Cette exposition « Isadora Duncan par Jules Grandjouan » a attiré mon attention pour une raison particulière. Ce n’est pas une exposition entièrement dédiée à la danseuse Californienne Isadora Duncan, de renommée internationale, et ce n’est pas non plus une exposition du travail du peintre Jules Grandjouan. Ce qui est présenté ici est un art à plusieurs dimensions. C’est la fascination qu’avait le peintre Nantais pour la danseuse américaine qu’il admira pour la première fois en 1903 lors d’une représentation à Paris. Et depuis cette date, l’artiste n’a cessé d’essayer de transmettre l’élegance de la danse d’Isadora sous toutes ses coutures, en peignant, dessinant, et même en s’essayant à la poésie.

 

De plus, cette exposition est assez representative de la ville de Nantes ou plus de 80 œuvres et documents de l’artiste sont aujourd’hui stocké, à propos de son amitiée pour la danseuse : à la bibliothèque municipale, au Château des ducs de Bretagne, au musée d’histoire de Nantes et au musée d’arts de Nantes.

 

« Voila la première loi pour l’étude de la danse : étudier les mouvements de la nature » déclarera la pionnière de la danse moderne. Elle prône la simplicité en dansant souvent vêtue d’une simple tunique grecque, pieds nus sur la scène.

 

La symbolique grecque est très présente dans l’art de Duncan, et en conséquence, le peintre essaye de retranscrire au mieux cette présence.

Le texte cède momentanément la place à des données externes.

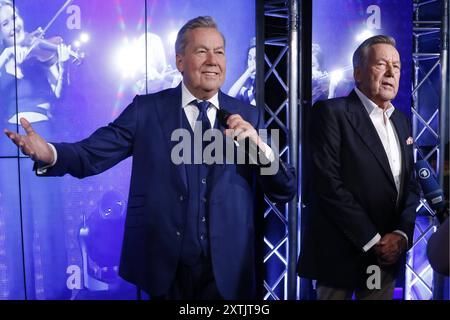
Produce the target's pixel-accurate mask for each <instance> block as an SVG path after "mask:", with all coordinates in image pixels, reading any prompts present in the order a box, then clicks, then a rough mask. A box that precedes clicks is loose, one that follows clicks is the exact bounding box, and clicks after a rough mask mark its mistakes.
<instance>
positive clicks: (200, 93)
mask: <svg viewBox="0 0 450 320" xmlns="http://www.w3.org/2000/svg"><path fill="white" fill-rule="evenodd" d="M186 39H187V42H186V48H185V49H184V53H177V55H176V62H177V68H178V70H179V71H180V72H181V73H182V74H183V81H184V84H185V85H186V87H187V88H188V89H189V91H190V92H191V93H192V94H193V95H194V96H195V97H196V98H198V99H203V100H205V99H209V98H211V97H212V96H213V95H215V94H216V93H217V91H219V88H220V87H221V86H222V84H223V82H224V81H225V71H226V61H225V45H224V41H223V39H222V36H221V35H220V33H219V32H218V31H217V30H216V29H214V28H197V29H193V30H190V31H188V32H187V34H186Z"/></svg>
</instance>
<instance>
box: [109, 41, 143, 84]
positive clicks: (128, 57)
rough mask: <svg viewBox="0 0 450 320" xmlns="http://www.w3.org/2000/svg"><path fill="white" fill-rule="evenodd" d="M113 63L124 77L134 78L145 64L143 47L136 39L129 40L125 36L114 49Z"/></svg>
mask: <svg viewBox="0 0 450 320" xmlns="http://www.w3.org/2000/svg"><path fill="white" fill-rule="evenodd" d="M114 64H115V65H116V67H117V69H118V70H119V72H121V74H122V76H123V77H124V78H134V77H135V76H136V74H137V73H138V72H139V71H141V69H142V68H143V66H145V51H144V48H143V47H142V46H141V45H139V43H138V41H137V39H134V40H132V41H129V40H128V38H125V39H124V40H123V42H122V45H121V46H120V47H119V48H118V49H117V51H116V55H115V60H114ZM144 69H145V67H144Z"/></svg>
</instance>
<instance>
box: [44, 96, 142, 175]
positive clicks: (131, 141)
mask: <svg viewBox="0 0 450 320" xmlns="http://www.w3.org/2000/svg"><path fill="white" fill-rule="evenodd" d="M138 101H139V97H138V96H137V97H135V99H134V100H133V102H132V103H131V104H130V105H129V106H128V107H127V108H126V109H125V110H124V111H123V112H122V113H121V115H120V116H119V117H118V118H117V119H116V120H114V122H112V123H110V124H109V125H107V126H105V127H102V128H99V129H97V130H96V131H95V132H94V133H93V134H91V135H90V136H89V137H88V138H86V139H84V140H82V141H79V142H76V143H53V145H54V146H55V148H56V151H57V153H58V161H57V162H56V164H55V165H54V166H53V167H51V168H48V169H47V171H46V172H45V174H44V175H46V176H62V175H65V174H67V173H68V174H70V175H72V176H74V177H77V178H83V177H87V176H91V175H95V174H99V173H101V172H103V171H105V170H107V169H109V168H111V167H113V166H114V165H116V164H117V163H119V162H120V161H122V160H123V159H125V158H127V157H128V156H130V155H131V154H132V150H133V142H134V137H135V132H136V127H137V123H138V121H137V119H138V104H139V103H138Z"/></svg>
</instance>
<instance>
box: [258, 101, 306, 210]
mask: <svg viewBox="0 0 450 320" xmlns="http://www.w3.org/2000/svg"><path fill="white" fill-rule="evenodd" d="M258 111H259V113H258V123H257V125H256V129H257V130H258V129H261V128H263V123H264V117H263V114H264V113H263V111H262V109H261V108H258ZM264 169H268V170H264ZM272 169H274V170H272ZM256 172H257V177H258V182H259V184H260V185H261V188H262V190H263V192H264V194H265V195H266V196H267V197H268V198H269V199H270V200H271V201H274V202H277V203H285V202H288V201H290V200H291V199H292V198H294V196H295V193H296V192H297V178H296V174H295V169H294V168H293V167H291V166H290V165H289V164H287V163H285V162H284V161H283V160H281V159H280V158H279V156H278V155H277V154H275V160H274V161H273V162H272V163H270V164H269V166H268V167H266V168H263V167H262V166H257V167H256Z"/></svg>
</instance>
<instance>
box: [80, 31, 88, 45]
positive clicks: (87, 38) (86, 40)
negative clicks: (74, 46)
mask: <svg viewBox="0 0 450 320" xmlns="http://www.w3.org/2000/svg"><path fill="white" fill-rule="evenodd" d="M89 39H90V37H89V35H88V34H87V33H82V34H81V35H80V41H81V42H83V43H87V42H89Z"/></svg>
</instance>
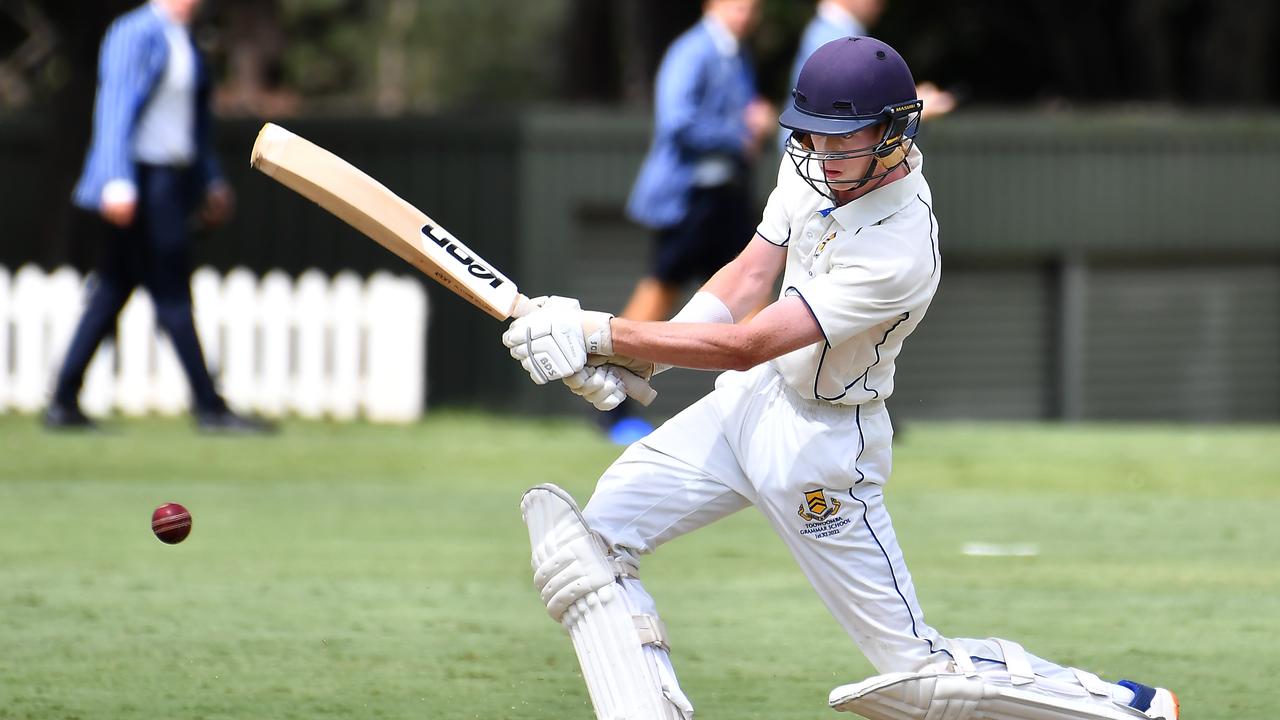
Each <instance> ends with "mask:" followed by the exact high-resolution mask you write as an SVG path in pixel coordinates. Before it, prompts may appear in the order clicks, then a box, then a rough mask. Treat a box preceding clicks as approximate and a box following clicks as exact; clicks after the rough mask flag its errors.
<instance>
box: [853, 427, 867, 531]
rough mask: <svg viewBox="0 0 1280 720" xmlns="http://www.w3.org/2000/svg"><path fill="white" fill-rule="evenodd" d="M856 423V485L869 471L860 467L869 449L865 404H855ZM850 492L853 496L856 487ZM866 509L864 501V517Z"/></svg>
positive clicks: (863, 514)
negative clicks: (864, 409)
mask: <svg viewBox="0 0 1280 720" xmlns="http://www.w3.org/2000/svg"><path fill="white" fill-rule="evenodd" d="M854 424H856V425H858V457H854V471H855V473H858V479H856V480H854V484H855V486H856V484H860V483H861V482H863V480H865V479H867V473H863V471H861V470H860V469H859V468H858V461H859V460H861V459H863V451H864V450H867V436H864V434H863V406H861V405H854ZM849 493H850V496H852V493H854V488H849ZM854 500H858V498H854ZM859 502H861V501H859ZM865 509H867V505H865V503H863V518H864V519H865V516H867V510H865Z"/></svg>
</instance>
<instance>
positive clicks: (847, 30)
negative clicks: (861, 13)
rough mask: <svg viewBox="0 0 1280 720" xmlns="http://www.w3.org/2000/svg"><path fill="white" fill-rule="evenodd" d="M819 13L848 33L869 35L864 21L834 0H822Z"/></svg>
mask: <svg viewBox="0 0 1280 720" xmlns="http://www.w3.org/2000/svg"><path fill="white" fill-rule="evenodd" d="M818 15H819V17H822V19H824V20H827V22H828V23H831V24H833V26H836V27H838V28H841V29H844V31H845V33H846V35H867V28H864V27H863V23H860V22H858V18H855V17H854V14H852V13H850V12H849V10H846V9H845V8H844V6H842V5H840V4H838V3H833V1H832V0H822V3H819V4H818Z"/></svg>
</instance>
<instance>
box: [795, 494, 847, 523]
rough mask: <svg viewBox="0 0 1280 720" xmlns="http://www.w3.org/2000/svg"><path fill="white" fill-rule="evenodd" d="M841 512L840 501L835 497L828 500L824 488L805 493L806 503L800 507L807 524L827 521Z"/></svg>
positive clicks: (802, 516)
mask: <svg viewBox="0 0 1280 720" xmlns="http://www.w3.org/2000/svg"><path fill="white" fill-rule="evenodd" d="M837 510H840V501H838V500H836V498H835V497H832V498H827V491H826V489H823V488H818V489H806V491H804V502H803V503H801V505H800V516H801V518H804V521H805V523H817V521H819V520H826V519H827V518H831V516H832V515H835V514H836V511H837Z"/></svg>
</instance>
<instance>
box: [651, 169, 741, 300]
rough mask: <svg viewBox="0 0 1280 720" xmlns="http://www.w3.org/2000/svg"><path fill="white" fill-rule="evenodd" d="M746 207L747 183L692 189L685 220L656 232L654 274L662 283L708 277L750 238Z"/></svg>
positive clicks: (669, 283) (708, 277) (722, 265)
mask: <svg viewBox="0 0 1280 720" xmlns="http://www.w3.org/2000/svg"><path fill="white" fill-rule="evenodd" d="M749 206H750V204H749V201H748V191H746V183H737V182H733V183H728V184H722V186H717V187H700V188H695V190H694V192H692V195H691V196H690V199H689V213H687V214H686V215H685V220H684V222H681V223H678V224H676V225H672V227H669V228H663V229H660V231H658V236H657V247H655V249H654V258H653V272H652V274H653V277H654V278H657V279H658V281H659V282H662V283H663V284H684V283H686V282H689V281H695V279H696V281H705V279H708V278H710V277H712V275H713V274H716V272H717V270H719V269H721V268H723V266H724V265H726V264H727V263H728V261H730V260H732V259H733V258H737V254H739V252H741V251H742V249H744V247H746V243H748V242H749V241H750V240H751V234H753V224H751V218H750V215H749V214H748V209H749Z"/></svg>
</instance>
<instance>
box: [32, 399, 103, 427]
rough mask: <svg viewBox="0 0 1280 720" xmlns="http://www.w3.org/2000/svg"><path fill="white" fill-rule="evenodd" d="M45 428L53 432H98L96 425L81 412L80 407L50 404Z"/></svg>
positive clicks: (46, 416)
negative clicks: (83, 431)
mask: <svg viewBox="0 0 1280 720" xmlns="http://www.w3.org/2000/svg"><path fill="white" fill-rule="evenodd" d="M44 423H45V427H46V428H49V429H51V430H96V429H97V423H95V421H93V420H92V419H91V418H90V416H88V415H86V414H84V413H82V411H81V409H79V405H63V404H61V402H50V404H49V407H46V409H45V418H44Z"/></svg>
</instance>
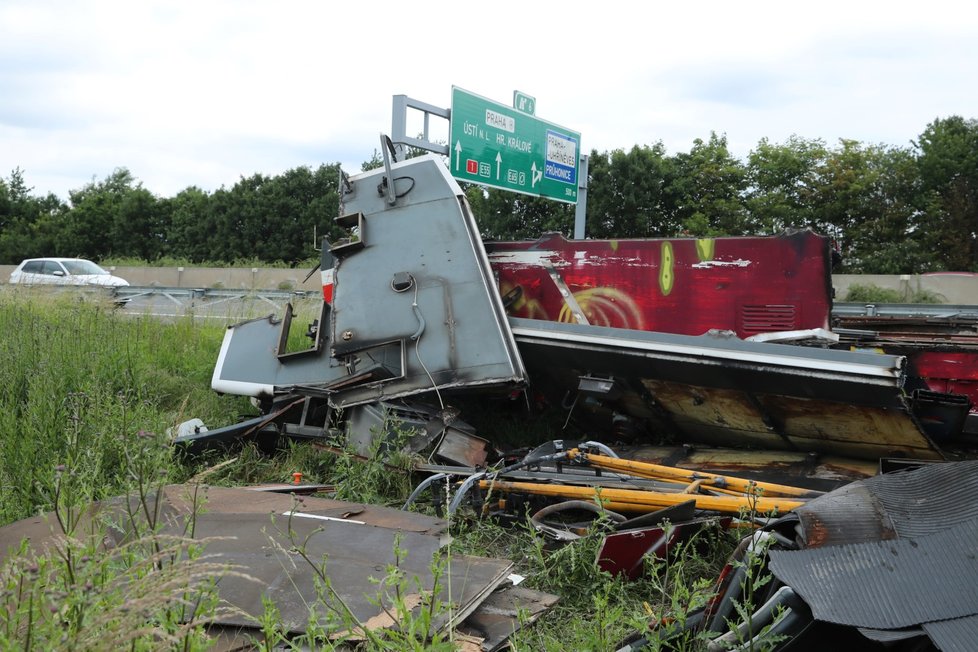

Il est également possible de voir une vidéo d’Isadora, ce sont les seules images filmées qui existent d’elle. Bien qu’Isadora appréciait être représentée en peinture ou en sculpture, elle estimait que le cinéma et les photographie trahissait la vérité de ses mouvements

L’étendue du travail de Jules Grandjouan est imposante. Et cela est mis en avant au cours de l’exposition . « La rencontre avec Isadora a complétement changé mon art et ma vie », c’est sous cette citation de Jules que nous pouvons voir 32 représentations de la danseuse dans diverses positions, avec uniquement 2 couleurs: le corps et les drapés en or sur un fond bleu. C’est un agencement artistique qui présente l’avantage de pouvoir être admiré de loin autant que de près.

 

Cette exposition a pris fin en Avril, mais il est possible de retrouver le travail de ces artistes à Paris avec « Grandjouan dessine Duncan » , CND, 1, rue Victor-Hugo, Pantin (Seine-Saint-Denis). Tél. : 01-41-83-98-98. De 12 h 30 à 19 heures. Entrée libre. Jusqu’au 24 juin 2019.